Hitachi Ltd. is a bigger IoT player than one may think. And now the company is positioning itself to make a much bigger blip on the Industrial IoT radar.

The Tokyo-based conglomerate announced the creation of Hitachi Insight Group, a unit focused on Internet of Things initiatives, alongside the unveiling of its Lumada IoT core platform in an attempt to further establish its place in the IoT market.

Hitachi CTO Sarah Gardner said Hitachi Insight Group is “pulling together all the threads of IoT expertise” across the organization to create a unified core of IoT resources. The 7,000 HIG employees will combine their knowledge with Hitachi’s experience in industrial and IT fields to target four market segments: smart city, smart energy, smart healthcare and smart industry.

Headquartered in Santa Clara, Calif., HIG will be led by Keiji Kojima, who also serves as senior vice president and executive officer at Hitachi Ltd.

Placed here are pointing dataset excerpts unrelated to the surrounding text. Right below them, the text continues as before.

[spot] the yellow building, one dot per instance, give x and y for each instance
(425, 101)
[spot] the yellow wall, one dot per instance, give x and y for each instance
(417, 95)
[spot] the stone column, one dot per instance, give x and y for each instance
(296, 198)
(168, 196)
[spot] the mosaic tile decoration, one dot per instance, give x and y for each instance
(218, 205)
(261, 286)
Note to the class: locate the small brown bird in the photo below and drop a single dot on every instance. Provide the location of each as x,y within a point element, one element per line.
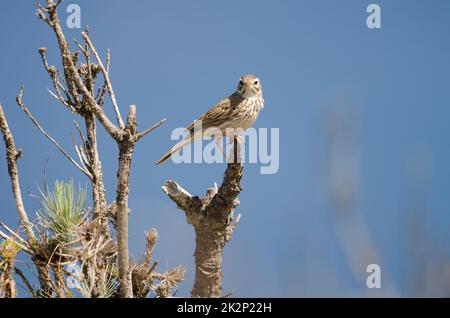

Hitachi generated $5.4 billion in IoT solutions and services in 2015, and currently has 33 IoT solutions available. HIG is expected to be the “tip of the spear” in the company’s quest to capture market share in the lucrative IoT market.

Hitachi Insight Group also discussed its IoT alliance ecosystem, which includes partnerships with key industry players such as SAP, Microsoft, Intel, PTC, Eurotech and AT&T, with whom it will work with to jointly develop new IoT solutions on Hitachi’s new platform.

Capturing the IoT market with the Lumada platform

Hitachi also released details about Lumada, its IoT core platform, which offers the promise of bringing OT and IT together, as evidenced in its name, which Gardner said is a combination of the words luminate and data.

Call it what you will, a major piece under the hood is technology from Pentaho, which Hitachi acquired in 2015. The platform includes other “proven, solid technology” from Hitachi which Gardner says has been seasoned and road-tested to provide an open, adaptable and verified path to IoT deployment.

Whatever’s in the Lumada mix, the concoction won’t yield a commercially available product yet. At present, will help the company develop and deploy IoT solutions. The company is creating “horizontal blueprints” and “solution cores” which will solve problems and can be distilled into a reusable platform that is then applied to adjacent use cases.

To date, these blueprints target public safety, City Data Exchange for smart cities, renewable and sustainable energy, intelligent transportation, precision agriculture and manufacturing, water treatment and building systems and sustainable mining. Critics may rightly argue that there’s nothing new here — everything except the name “Lumada” was already somewhere in the Hitachi toolkit — but Gartner says it is help Hitachi and its Insight Group focus and refine its IoT efforts: “It’s all about accelerating the speed at which they can develop the right solutions to meet customer needs,” Gardner said.